First, we will write the $\log 25$ in the modified form by writing the number 25 in a different form. Therefore, we get
$\log 25 = \log \dfrac{{100}}{4}$
Now we will use the property of the logarithmic function i.e. $\log a - \log b = \log \dfrac{a}{b}$.
Therefore, by using this property, we get
$\Rightarrow \log 25 = \log 100 - \log 4$
We know that number 100 is the square of number 10 and number 4 is the square of number 2. Now we will write this in the above equation, we get
$\Rightarrow \log 25 = \log {10^2} - \log {2^2}$
Now by using the property $\log {a^b} = b\log a$, we get
$\Rightarrow \log 25 = 2\log 10 - 2\log 2$
We know that the value of $\log 2$ is given in the question and we know that $\log 10 = 1$. Therefore, we get
$\Rightarrow \log 25 = 2\left( 1 \right) - 2\left( {0.3010} \right)$
Now we will solve the above equation to get the value of $\log 25$. Therefore, we get
$\Rightarrow \log 25 = 2 - 0.6020$
$\Rightarrow \log 25 = 1.3980$
Hence, the value of $\log 25$ is equal to $1.398$.

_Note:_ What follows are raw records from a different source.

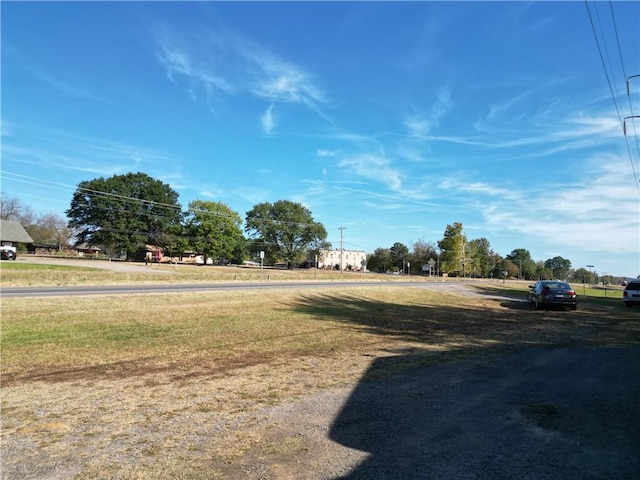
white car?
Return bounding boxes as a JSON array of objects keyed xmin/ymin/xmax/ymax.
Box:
[
  {"xmin": 623, "ymin": 281, "xmax": 640, "ymax": 307},
  {"xmin": 0, "ymin": 245, "xmax": 17, "ymax": 260}
]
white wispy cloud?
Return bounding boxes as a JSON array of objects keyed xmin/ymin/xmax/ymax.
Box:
[
  {"xmin": 154, "ymin": 23, "xmax": 326, "ymax": 120},
  {"xmin": 475, "ymin": 157, "xmax": 639, "ymax": 257},
  {"xmin": 249, "ymin": 54, "xmax": 326, "ymax": 106},
  {"xmin": 486, "ymin": 86, "xmax": 538, "ymax": 121},
  {"xmin": 2, "ymin": 128, "xmax": 177, "ymax": 179},
  {"xmin": 13, "ymin": 53, "xmax": 118, "ymax": 106},
  {"xmin": 338, "ymin": 153, "xmax": 403, "ymax": 191},
  {"xmin": 261, "ymin": 104, "xmax": 275, "ymax": 135},
  {"xmin": 156, "ymin": 42, "xmax": 234, "ymax": 97},
  {"xmin": 404, "ymin": 87, "xmax": 452, "ymax": 137},
  {"xmin": 316, "ymin": 149, "xmax": 337, "ymax": 158}
]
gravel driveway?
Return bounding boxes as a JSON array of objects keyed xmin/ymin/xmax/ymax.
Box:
[{"xmin": 219, "ymin": 343, "xmax": 639, "ymax": 480}]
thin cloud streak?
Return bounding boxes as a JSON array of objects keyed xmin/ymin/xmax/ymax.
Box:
[{"xmin": 154, "ymin": 23, "xmax": 326, "ymax": 115}]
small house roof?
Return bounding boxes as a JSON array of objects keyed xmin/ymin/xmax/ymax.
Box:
[
  {"xmin": 74, "ymin": 243, "xmax": 100, "ymax": 251},
  {"xmin": 0, "ymin": 219, "xmax": 34, "ymax": 244}
]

Note: Here in this question, we have to modify the number in the main equation according to the given values of log in the question. We should know that the value inside the log function should never be zero or negative it should always be greater than zero. Always remember that the value of the $\log 10$ is equal to 1. We should simplify the equation carefully and apply the properties of the log function accurately.
Some of the basic properties of the log functions are listed below.
1.$\log a + \log b = \log ab$
2.$\log {a^b} = b\log a$
3.$\log a - \log b = \log \dfrac{a}{b}$
4.${\log _a}b = \dfrac{{\log b}}{{\log a}}$